Cognitive-delusory hypnosis is the most difficult type of hypnotic suggestion to enter and is required to study mirrored-self misidentification. Therefore, only those who are highly susceptible to hypnosis can participate in these studies. In a typical study, participants are placed in a hypnotic trance and are either told to see a stranger in the mirror or to see a face in the mirror that cannot be identified. Those who are told to see an unidentifiable face in the mirror do not necessarily see a stranger; the participant may perceive the face as an unrecognizable version of one's own. To determine the impact of hypnosis on a participant, the participant is asked to describe what one sees in the mirror. If a participant reports seeing a stranger, the experimenter tries to get the participant to let go of the delusion by proposing various questions and challenges. A researcher inquires about appearance (how is it possible the participant and the reflection wear the same clothes?), behavior (when the participant places one's finger on one's nose, how is it possible the reflection performs the same action simultaneously?), and vision (how does the participant see the experimenter both in real life and in the mirror if the mirror does not produce reflections?). Because the research participants were only prompted to exhibit symptoms of mirrored-self misidentification delusion, researchers can attribute their behavior strictly to the delusion, rather than having various comorbidities affect behavior as well. This typical study set-up also highlights the ways in which hypnosis can help study this delusion because it can generate false beliefs and remove the ability to reject the belief even when it is challenged.

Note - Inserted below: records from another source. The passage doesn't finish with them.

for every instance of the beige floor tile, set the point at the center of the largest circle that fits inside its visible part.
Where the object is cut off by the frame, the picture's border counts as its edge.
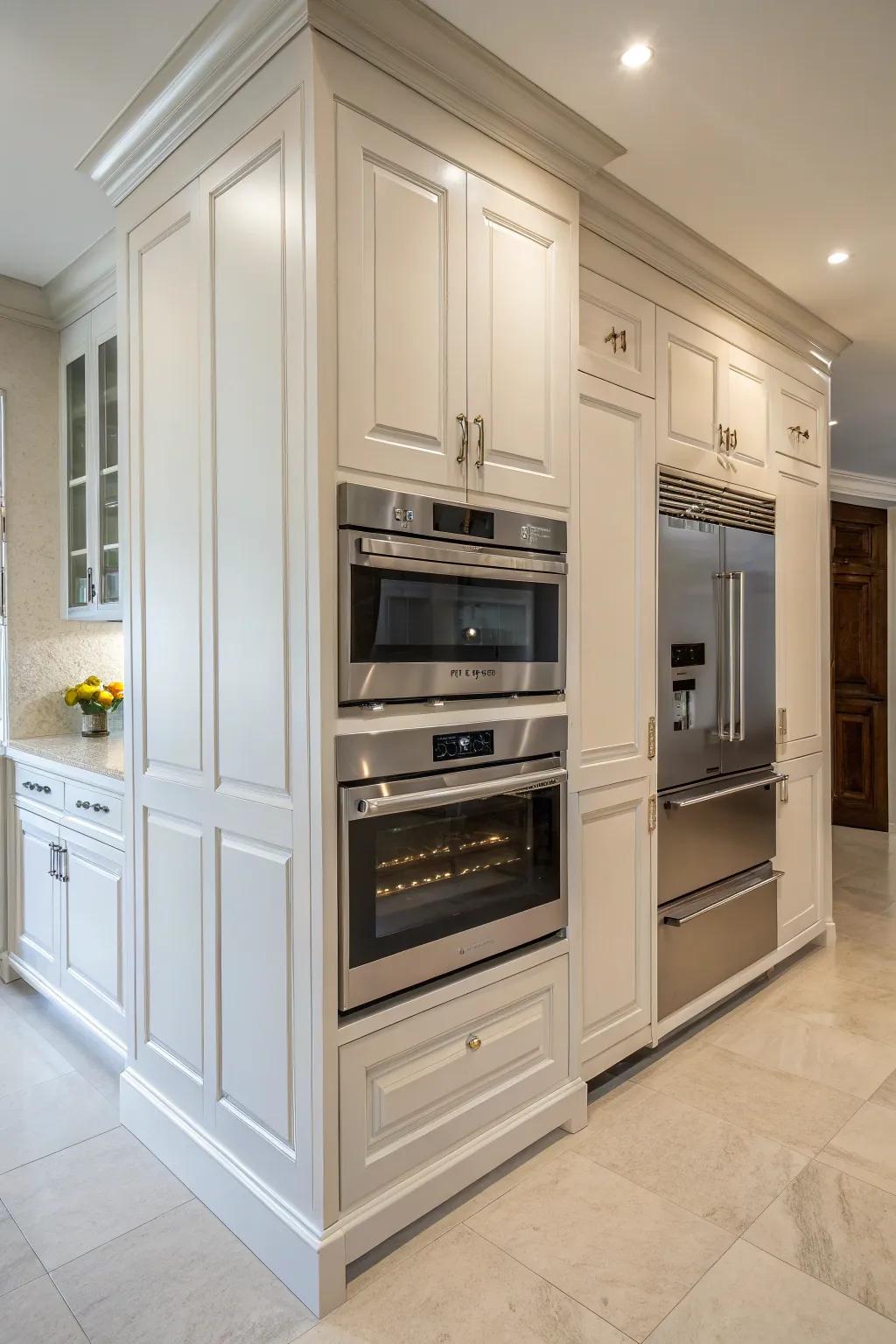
(18, 1263)
(87, 1195)
(25, 1058)
(183, 1278)
(464, 1291)
(52, 1116)
(886, 1095)
(837, 1228)
(822, 1054)
(37, 1314)
(866, 1146)
(860, 1010)
(750, 1298)
(615, 1248)
(717, 1170)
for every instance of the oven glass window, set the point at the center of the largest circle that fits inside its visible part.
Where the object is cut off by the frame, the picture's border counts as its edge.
(416, 877)
(411, 617)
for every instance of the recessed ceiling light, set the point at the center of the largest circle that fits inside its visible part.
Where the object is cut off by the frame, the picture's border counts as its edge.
(637, 55)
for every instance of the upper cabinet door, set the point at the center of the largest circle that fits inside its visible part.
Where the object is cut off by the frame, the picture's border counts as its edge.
(798, 428)
(617, 333)
(520, 356)
(692, 396)
(402, 305)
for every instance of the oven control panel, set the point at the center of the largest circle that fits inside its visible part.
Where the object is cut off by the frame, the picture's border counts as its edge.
(461, 746)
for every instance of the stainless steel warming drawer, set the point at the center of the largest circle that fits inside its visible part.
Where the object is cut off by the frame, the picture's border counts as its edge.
(710, 831)
(705, 938)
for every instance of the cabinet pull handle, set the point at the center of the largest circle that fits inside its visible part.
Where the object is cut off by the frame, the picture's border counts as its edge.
(465, 436)
(480, 449)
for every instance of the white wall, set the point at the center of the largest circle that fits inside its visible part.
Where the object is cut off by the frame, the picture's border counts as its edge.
(46, 654)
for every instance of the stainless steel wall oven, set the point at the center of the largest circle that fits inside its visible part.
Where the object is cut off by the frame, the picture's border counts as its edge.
(452, 848)
(444, 599)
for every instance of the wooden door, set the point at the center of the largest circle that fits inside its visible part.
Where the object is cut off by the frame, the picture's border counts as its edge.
(90, 944)
(520, 354)
(858, 666)
(402, 305)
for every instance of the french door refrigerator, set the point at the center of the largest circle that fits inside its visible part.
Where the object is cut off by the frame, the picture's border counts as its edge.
(715, 735)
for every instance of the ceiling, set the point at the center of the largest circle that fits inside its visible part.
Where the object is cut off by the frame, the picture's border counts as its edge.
(767, 127)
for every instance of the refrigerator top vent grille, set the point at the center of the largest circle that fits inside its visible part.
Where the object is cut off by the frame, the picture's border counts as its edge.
(703, 501)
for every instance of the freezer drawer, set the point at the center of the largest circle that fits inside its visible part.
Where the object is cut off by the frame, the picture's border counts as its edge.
(710, 831)
(705, 938)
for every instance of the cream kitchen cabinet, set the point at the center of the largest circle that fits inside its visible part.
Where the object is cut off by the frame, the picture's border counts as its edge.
(617, 333)
(454, 323)
(803, 807)
(612, 735)
(801, 602)
(612, 852)
(712, 405)
(89, 468)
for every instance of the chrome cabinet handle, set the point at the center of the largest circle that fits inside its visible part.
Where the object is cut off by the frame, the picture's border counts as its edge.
(465, 437)
(480, 449)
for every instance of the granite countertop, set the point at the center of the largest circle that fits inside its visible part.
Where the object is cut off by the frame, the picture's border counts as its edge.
(100, 756)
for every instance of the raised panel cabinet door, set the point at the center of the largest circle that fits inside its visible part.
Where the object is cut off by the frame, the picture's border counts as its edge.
(617, 332)
(617, 914)
(615, 581)
(402, 305)
(92, 892)
(801, 588)
(520, 356)
(798, 428)
(802, 816)
(692, 396)
(37, 894)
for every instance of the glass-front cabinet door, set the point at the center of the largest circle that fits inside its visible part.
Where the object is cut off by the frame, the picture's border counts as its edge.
(89, 431)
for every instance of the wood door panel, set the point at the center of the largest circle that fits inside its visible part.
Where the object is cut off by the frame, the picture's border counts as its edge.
(858, 666)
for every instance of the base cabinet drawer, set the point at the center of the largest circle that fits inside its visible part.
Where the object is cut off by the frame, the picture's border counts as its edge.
(419, 1088)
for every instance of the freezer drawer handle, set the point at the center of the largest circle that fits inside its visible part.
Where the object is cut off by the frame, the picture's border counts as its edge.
(723, 794)
(676, 920)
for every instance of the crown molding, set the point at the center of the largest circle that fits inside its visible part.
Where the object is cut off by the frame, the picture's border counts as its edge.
(223, 52)
(24, 303)
(430, 55)
(88, 281)
(401, 37)
(863, 486)
(637, 226)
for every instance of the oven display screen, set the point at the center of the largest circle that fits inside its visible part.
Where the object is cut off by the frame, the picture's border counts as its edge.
(464, 522)
(458, 746)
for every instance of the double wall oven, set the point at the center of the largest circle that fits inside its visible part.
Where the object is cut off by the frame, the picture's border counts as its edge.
(453, 848)
(444, 599)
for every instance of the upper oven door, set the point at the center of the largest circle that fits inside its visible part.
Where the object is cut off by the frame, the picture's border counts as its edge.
(430, 620)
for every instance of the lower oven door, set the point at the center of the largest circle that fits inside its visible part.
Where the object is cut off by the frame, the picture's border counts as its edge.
(438, 874)
(710, 935)
(422, 620)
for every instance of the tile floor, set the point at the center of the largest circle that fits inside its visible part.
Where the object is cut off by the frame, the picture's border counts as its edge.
(737, 1186)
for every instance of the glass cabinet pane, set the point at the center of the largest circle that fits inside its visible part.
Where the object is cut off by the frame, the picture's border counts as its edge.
(77, 416)
(108, 393)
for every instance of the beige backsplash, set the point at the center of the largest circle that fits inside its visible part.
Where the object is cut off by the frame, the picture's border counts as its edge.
(46, 654)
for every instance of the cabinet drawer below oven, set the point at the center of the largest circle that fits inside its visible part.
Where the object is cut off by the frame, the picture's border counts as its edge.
(419, 1088)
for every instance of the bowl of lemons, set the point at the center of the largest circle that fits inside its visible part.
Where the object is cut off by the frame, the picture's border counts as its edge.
(97, 701)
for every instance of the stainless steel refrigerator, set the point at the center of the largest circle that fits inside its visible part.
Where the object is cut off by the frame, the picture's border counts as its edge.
(715, 735)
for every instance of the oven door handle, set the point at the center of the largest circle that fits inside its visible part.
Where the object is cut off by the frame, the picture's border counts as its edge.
(469, 556)
(459, 794)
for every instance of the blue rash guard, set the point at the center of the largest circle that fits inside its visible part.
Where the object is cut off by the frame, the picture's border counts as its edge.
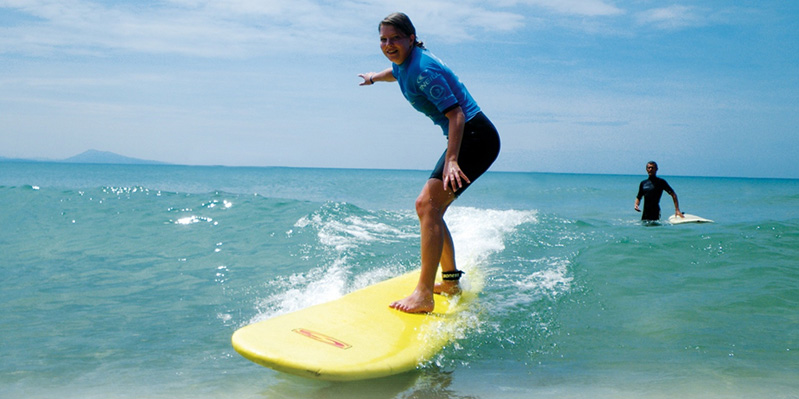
(432, 88)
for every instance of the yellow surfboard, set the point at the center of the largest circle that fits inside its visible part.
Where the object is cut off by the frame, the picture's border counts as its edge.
(355, 337)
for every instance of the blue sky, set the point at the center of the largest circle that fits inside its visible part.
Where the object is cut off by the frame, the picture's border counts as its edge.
(706, 88)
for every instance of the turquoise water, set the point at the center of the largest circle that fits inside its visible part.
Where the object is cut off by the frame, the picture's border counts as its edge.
(127, 282)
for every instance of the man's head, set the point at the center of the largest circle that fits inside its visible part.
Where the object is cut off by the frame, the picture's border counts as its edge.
(652, 168)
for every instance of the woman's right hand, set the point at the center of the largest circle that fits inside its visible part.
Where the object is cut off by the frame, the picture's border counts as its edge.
(368, 78)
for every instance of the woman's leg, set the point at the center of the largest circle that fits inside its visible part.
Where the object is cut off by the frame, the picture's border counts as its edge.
(436, 242)
(448, 287)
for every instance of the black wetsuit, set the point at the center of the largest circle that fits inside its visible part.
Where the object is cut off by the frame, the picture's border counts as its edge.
(651, 190)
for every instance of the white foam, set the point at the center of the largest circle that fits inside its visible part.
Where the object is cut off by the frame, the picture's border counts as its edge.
(478, 233)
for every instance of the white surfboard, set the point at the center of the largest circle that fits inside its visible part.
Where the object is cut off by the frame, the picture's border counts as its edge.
(355, 337)
(674, 219)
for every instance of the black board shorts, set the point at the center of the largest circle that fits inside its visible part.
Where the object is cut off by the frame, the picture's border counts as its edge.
(479, 148)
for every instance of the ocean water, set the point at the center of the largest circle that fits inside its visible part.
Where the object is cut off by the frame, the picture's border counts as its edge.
(128, 281)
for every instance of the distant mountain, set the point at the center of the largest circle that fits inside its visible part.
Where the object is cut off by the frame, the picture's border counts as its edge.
(93, 156)
(106, 157)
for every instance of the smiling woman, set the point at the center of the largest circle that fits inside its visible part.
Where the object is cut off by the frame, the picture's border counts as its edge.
(472, 146)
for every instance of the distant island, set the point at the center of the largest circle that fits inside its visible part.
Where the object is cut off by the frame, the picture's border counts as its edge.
(93, 157)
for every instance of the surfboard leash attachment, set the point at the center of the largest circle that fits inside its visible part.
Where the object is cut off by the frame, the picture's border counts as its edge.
(452, 276)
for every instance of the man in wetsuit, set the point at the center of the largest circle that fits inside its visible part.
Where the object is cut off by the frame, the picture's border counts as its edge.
(651, 190)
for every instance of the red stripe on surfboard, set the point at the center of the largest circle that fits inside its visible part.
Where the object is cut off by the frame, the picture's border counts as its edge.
(322, 338)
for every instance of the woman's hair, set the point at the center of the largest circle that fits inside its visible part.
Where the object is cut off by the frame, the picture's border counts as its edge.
(401, 22)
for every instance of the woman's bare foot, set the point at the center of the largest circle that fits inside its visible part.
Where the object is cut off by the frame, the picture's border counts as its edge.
(447, 288)
(417, 302)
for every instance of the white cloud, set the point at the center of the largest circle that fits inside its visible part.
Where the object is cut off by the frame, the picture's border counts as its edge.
(591, 8)
(670, 18)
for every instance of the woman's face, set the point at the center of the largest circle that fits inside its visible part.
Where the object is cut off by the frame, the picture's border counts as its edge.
(395, 45)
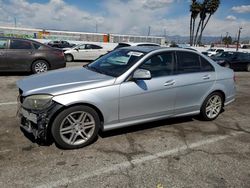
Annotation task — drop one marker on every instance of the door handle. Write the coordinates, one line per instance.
(206, 77)
(169, 83)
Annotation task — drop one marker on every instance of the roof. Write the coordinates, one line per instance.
(144, 49)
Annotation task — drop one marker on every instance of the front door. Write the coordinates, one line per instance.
(196, 77)
(19, 55)
(145, 99)
(3, 50)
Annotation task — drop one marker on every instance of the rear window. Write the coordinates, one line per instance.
(3, 43)
(20, 44)
(121, 45)
(191, 62)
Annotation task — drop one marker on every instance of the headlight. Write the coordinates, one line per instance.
(220, 61)
(37, 102)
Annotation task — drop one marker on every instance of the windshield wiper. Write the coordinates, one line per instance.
(95, 69)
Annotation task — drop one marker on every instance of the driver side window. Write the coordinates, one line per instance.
(160, 64)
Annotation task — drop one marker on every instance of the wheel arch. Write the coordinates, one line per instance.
(58, 111)
(70, 55)
(38, 59)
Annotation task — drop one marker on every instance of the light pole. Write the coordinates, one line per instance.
(238, 41)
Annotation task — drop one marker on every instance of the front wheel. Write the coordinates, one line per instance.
(75, 127)
(40, 66)
(212, 106)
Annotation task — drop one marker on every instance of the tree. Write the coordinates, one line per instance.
(207, 7)
(227, 40)
(195, 10)
(211, 8)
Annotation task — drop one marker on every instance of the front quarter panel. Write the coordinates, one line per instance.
(103, 98)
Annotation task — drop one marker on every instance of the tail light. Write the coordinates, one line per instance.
(59, 53)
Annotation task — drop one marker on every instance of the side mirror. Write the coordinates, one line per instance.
(142, 74)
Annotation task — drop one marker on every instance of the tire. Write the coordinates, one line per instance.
(227, 65)
(69, 128)
(248, 67)
(69, 58)
(212, 106)
(39, 66)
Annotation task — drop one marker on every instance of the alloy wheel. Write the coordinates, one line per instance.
(40, 67)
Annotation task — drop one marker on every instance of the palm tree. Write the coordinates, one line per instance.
(211, 8)
(203, 11)
(194, 9)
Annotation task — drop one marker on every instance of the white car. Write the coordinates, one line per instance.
(126, 44)
(84, 52)
(214, 51)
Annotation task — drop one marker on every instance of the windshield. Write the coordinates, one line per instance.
(211, 50)
(224, 54)
(116, 63)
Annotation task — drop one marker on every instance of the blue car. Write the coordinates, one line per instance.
(131, 85)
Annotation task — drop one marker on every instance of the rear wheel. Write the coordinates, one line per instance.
(40, 66)
(212, 106)
(227, 65)
(69, 57)
(75, 127)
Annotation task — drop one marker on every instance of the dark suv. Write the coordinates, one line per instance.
(27, 55)
(233, 60)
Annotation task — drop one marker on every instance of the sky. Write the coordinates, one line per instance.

Patients with mirrored-self misidentification may have other delusional misidentification syndromes (DMS) as comorbidities, including Capgras delusion, Fregoli delusion, Cotard delusion, reduplicative paramnesia, unilateral neglect, and thought insertion. Phantom border delusional misidentification symptom, or the belief that someone else is living in one's home, is also common among mirrored-self misidentification patients because the patient misidentifies one's mirror reflection to be another person. Comorbidities can be hard to record because the typical patient has Alzheimer's disease or other forms of dementia that make it difficult to separate various existing conditions.
There is no explicit treatment for mirrored-self misidentification. However, cognitive-behavioral therapy is typically used as a treatment for many different types of delusions. Individual therapy is best suited to treat the patient's unique delusions. Antipsychotics may be used to treat delusions but they have somewhat limited success.